New setup / installiation (about 2 weeks now)
Dragonfish-24.04.2.2 (scale)
AMD Ryzen 7 PRO 8700G
Asus rog strix b650e i gaming wifi
2xKSM56E46BD8KM-48HM
6xWD SA500 2TB pool Z2
1xWD SA500 1TB boot
1xHBA 9500-8i Tri-Mode (IT mode)
Corsair 750W PSU
I hate to say “randomly” but I can’t be sure about this, anyway, from time to time, the system hangs, it doesn’t respond to ping (even though the LED on the NIC blink) and the only way to make it work again is via a hard reset. There’s no picture from the console.
I’m having this issue since the beginning, after testing the hardware, I installed Photoprism (the only one I’m using).
I would say the app is the problem because the same behaviour happened when I was indexing my pictures. Interestingly enough, the CPU never went over 35% and RAM was around 3GB. Right now Photoprism indexed everything and is doing nothing, but still the issue persists.
I can’t find any log before the hard reset and the only thing I can tell you is I’m 99% sure it is not an issue with temps. I ran memtest and prime95 for 24h and 10h and the max temp was around 75° on the cpu (power limited to 65W).
Another thing to mention, it seems I cannot fully shutdown the system. If I click on shutdown, the system shuts down but fans keep spinning, no idea if this is related or not.
IMHO i don’t think that photoprism can be the issue itself, most probably is just impacted… But if you wanna be 100% sure just stop It for a day and see what happen
thanks for your reply. I’m running the latest available BIOS from ASUS and I have no power saving features active.
the problem is, the system was running fine for 3 days (after indexing with crash) and today suddenly crashed. I can stop the app but I’m not sure it is consistent test.
I can reproduce the error by running a full re-index of photoprism.
Take this with a grain of salt, but i didn’t find logs in my photoprism datasets directly (prob i should have map outside my container)… But for sure you can see something via his GUI, or via charts directly somehow (sorry im a Core user don’t know how Scale works there).
Probably you should set log level debug tò see anything interesting:
Regarding TN log, via shell should be more /var/log/messages
So apparently your system hangs on reboot, but Is rock solid on testing RAM/CPU… Maybe Is worth try to remove much parts you can, and check if something strange Is happening (in my past experience, had issue with the NIC drivers that issue randoms reboot, at this point better not to overlook anything)

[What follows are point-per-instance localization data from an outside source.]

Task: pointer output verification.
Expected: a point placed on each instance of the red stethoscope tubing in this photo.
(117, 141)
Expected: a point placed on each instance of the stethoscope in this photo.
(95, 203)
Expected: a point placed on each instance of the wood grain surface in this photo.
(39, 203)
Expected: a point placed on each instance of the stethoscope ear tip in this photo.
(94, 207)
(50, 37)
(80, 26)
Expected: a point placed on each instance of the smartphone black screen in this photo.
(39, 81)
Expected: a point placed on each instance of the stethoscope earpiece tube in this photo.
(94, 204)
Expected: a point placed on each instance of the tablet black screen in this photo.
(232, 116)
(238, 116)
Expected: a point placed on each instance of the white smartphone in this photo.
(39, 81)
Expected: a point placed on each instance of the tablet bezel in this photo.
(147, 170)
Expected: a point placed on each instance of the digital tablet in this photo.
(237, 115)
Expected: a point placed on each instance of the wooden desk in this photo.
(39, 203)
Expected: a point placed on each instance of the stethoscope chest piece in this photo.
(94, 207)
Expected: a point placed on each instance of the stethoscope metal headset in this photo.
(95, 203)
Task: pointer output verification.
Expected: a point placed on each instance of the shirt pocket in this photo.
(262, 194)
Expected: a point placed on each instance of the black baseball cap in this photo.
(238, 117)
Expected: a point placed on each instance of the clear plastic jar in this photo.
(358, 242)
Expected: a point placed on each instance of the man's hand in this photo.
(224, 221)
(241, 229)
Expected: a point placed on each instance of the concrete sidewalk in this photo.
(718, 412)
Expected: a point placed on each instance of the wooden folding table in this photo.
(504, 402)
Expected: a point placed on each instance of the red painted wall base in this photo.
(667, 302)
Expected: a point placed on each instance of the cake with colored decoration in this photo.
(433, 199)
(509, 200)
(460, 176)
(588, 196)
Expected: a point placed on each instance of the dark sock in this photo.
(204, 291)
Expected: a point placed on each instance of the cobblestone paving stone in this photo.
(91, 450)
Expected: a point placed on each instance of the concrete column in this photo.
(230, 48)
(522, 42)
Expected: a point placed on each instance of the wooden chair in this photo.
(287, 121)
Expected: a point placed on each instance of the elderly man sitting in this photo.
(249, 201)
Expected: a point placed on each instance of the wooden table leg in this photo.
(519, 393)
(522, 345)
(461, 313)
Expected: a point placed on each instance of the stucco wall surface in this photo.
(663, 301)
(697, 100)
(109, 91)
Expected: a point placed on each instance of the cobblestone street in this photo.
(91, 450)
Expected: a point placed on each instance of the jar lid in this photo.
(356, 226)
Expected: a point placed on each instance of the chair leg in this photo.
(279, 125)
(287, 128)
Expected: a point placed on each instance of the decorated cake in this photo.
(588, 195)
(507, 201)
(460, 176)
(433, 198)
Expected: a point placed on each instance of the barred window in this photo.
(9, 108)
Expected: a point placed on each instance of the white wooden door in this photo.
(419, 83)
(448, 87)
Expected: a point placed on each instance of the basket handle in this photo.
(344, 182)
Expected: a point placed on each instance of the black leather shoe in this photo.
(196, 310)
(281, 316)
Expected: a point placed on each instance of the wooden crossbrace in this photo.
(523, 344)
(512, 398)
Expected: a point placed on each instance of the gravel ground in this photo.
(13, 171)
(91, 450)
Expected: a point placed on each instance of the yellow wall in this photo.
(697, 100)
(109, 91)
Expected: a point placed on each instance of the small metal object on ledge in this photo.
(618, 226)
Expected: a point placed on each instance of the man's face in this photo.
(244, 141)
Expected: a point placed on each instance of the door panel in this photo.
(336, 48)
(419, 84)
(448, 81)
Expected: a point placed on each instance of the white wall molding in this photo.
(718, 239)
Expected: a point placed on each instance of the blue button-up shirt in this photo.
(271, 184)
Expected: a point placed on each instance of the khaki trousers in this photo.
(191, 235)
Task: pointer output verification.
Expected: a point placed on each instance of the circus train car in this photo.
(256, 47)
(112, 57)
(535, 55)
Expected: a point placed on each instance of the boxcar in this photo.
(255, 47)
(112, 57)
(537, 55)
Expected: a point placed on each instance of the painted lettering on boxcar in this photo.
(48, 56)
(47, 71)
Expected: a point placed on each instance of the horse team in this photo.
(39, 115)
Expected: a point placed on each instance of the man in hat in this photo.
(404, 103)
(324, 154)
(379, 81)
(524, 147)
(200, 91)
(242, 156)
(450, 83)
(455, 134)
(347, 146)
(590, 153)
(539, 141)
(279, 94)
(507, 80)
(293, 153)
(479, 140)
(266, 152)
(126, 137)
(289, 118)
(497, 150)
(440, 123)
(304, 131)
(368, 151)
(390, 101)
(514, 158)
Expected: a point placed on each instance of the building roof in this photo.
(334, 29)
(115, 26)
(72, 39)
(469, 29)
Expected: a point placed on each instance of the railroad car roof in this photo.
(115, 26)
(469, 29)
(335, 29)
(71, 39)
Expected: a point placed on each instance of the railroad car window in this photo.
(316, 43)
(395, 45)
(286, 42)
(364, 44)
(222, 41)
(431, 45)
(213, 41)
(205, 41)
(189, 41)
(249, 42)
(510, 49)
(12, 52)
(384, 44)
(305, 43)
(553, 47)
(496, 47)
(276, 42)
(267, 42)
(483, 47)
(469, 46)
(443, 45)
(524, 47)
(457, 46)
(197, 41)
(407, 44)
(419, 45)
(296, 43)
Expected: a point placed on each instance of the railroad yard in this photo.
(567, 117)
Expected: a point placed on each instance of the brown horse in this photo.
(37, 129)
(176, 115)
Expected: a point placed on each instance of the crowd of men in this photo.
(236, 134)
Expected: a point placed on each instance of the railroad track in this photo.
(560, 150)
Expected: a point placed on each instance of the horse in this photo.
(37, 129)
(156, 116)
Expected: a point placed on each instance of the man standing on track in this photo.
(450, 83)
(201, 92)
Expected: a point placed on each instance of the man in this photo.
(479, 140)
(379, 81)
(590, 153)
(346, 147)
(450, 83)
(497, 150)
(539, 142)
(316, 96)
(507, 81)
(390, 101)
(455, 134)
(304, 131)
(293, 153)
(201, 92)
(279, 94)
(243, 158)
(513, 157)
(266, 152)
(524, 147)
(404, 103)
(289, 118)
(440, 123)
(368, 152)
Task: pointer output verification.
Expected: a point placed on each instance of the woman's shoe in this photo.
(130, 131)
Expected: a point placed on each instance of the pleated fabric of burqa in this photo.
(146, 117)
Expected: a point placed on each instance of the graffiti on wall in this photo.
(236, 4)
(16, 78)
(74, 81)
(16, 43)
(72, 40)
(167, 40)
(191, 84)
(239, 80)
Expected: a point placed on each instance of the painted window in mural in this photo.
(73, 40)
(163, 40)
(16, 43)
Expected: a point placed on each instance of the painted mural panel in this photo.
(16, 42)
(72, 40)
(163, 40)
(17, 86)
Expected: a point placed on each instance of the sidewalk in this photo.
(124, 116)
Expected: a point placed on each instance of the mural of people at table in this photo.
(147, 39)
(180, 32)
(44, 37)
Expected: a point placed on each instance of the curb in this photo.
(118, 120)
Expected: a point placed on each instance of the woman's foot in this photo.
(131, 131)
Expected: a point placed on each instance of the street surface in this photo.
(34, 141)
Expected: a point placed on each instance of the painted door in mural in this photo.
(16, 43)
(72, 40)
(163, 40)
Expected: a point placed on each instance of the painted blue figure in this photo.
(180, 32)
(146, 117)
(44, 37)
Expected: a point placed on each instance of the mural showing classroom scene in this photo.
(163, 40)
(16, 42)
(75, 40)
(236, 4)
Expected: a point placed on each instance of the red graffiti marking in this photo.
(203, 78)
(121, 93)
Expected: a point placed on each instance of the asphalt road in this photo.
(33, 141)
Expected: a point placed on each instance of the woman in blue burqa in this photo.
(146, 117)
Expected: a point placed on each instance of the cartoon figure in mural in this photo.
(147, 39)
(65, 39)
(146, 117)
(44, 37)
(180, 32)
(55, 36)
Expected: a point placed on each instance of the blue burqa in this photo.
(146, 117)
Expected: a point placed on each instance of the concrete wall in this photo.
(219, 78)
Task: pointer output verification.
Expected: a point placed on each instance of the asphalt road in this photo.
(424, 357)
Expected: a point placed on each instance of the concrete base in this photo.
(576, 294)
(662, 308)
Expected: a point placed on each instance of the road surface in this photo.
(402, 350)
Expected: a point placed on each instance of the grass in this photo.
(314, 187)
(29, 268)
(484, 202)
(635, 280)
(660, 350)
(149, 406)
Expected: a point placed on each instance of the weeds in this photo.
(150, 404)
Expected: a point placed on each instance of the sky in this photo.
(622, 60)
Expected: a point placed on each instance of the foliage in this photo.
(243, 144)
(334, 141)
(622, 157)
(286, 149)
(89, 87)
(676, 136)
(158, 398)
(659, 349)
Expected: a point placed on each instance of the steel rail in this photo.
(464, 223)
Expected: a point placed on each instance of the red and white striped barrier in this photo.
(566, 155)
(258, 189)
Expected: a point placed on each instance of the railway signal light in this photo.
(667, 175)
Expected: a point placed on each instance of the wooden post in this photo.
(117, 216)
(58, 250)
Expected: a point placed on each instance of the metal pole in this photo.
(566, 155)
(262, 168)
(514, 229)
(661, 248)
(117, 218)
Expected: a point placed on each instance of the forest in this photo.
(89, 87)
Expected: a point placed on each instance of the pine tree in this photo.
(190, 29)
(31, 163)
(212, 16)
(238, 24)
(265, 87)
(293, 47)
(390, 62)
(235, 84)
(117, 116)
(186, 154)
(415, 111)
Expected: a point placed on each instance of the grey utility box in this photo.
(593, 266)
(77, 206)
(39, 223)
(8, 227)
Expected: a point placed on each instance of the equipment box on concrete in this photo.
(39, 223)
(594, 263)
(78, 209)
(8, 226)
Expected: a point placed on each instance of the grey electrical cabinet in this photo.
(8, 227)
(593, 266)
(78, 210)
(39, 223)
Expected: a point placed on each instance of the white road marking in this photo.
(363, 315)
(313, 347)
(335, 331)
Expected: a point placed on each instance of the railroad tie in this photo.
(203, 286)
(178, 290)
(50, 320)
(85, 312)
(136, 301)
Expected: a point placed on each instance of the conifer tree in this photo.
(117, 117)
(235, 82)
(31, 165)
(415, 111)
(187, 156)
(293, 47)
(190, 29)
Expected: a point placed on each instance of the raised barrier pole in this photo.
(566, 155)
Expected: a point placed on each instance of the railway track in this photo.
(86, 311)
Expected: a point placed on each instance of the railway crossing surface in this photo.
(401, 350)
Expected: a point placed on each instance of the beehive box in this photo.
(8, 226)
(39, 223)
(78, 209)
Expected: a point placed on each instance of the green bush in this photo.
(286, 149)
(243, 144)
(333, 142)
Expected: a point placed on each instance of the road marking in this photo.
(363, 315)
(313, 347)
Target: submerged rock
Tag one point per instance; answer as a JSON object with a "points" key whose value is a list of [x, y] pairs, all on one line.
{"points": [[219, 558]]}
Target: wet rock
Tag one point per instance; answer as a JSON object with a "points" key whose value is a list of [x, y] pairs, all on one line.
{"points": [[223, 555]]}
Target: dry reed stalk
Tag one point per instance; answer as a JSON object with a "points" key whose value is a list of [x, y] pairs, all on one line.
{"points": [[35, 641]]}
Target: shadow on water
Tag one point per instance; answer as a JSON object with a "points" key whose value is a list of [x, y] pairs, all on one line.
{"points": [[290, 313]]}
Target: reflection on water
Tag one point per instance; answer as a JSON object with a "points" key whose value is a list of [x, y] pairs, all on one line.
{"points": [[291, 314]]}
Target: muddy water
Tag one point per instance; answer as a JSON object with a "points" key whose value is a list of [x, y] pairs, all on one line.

Well the debug log stops recording right before the crash. It stops at random pictures so this is not the cause. Interesting is I just ran another indexing (not full) and it worked… No crash so far.
/Var/log/messages is basically empty, it stops right before the crash and the last message was always random and just informative.
It’s very hard for me to understand where logs of photo prism are, also the container config file…
So 96GB and 16 assigned to the app, but it never goes to that level. I would like to change the mariadb cache (posted another post here) but I can’t find the config file.
Still, the fact I can’t shutdown the system is very strange to me.
This happen only with TN? Or with another OS system gracefully shutdown?
In case, just install some light OS on USB and try (like alpine linux).
Got same sympthone on an old mobo, Is not a good sign if happen with every OS, otherwise something Is wrong with your TN (and a fresh install + config upload can be a thing to try)
Sad… without log you can only troubleshout on tent, and test system stability with less parts possibile Is the only way i know… Or maybe submit a support ticket with the debug file
Yep on both windows and Linux works just fine. I will probably reset the bios just to be sure and rerun memtest and prime95 once again. It costs nothing.
That it shuts down on Linux doesn’t necessarily mean much, sometimes the exact kernel version is the issue. Generally, it’s a BIOS or hardware issue that causes shutdown issues. That it does shutdown but your fans keep spinning is really suspect.
I’ve seen all sorts of issues with gaming machines and Linux over the years. I’ve had several myself. Just various odd incompatibilities, esp with shutdown. It can depend on BIOS, just the motherboard, maybe linux kernel version or what is included in it, etc. I doubt consumer hardware like gaming motherboards get extensive linux testing. I’m sure they get extensive Windows testing.
I do not know what to test or do. Just giving my observations. I also seriously doubt photoprism is causing your issues. My guess is merely bios/drivers. But it’s just a best guess. Maybe someone else has better ideas about a course of action.
So here’s a small update. After running memtest and prime95 (all good) I did the most intelligent thing you can do when you have no clues about the problem. I upgraded to the beta RC ElectricEel-24.10-RC.1
Deleted the app and set-up docker with photoprism.
3 small folders indexed perfectly, I then decided to index my entire collection and it crashed. Same behavior.
I currently have no time to test a couple of more things, will do in the next few days.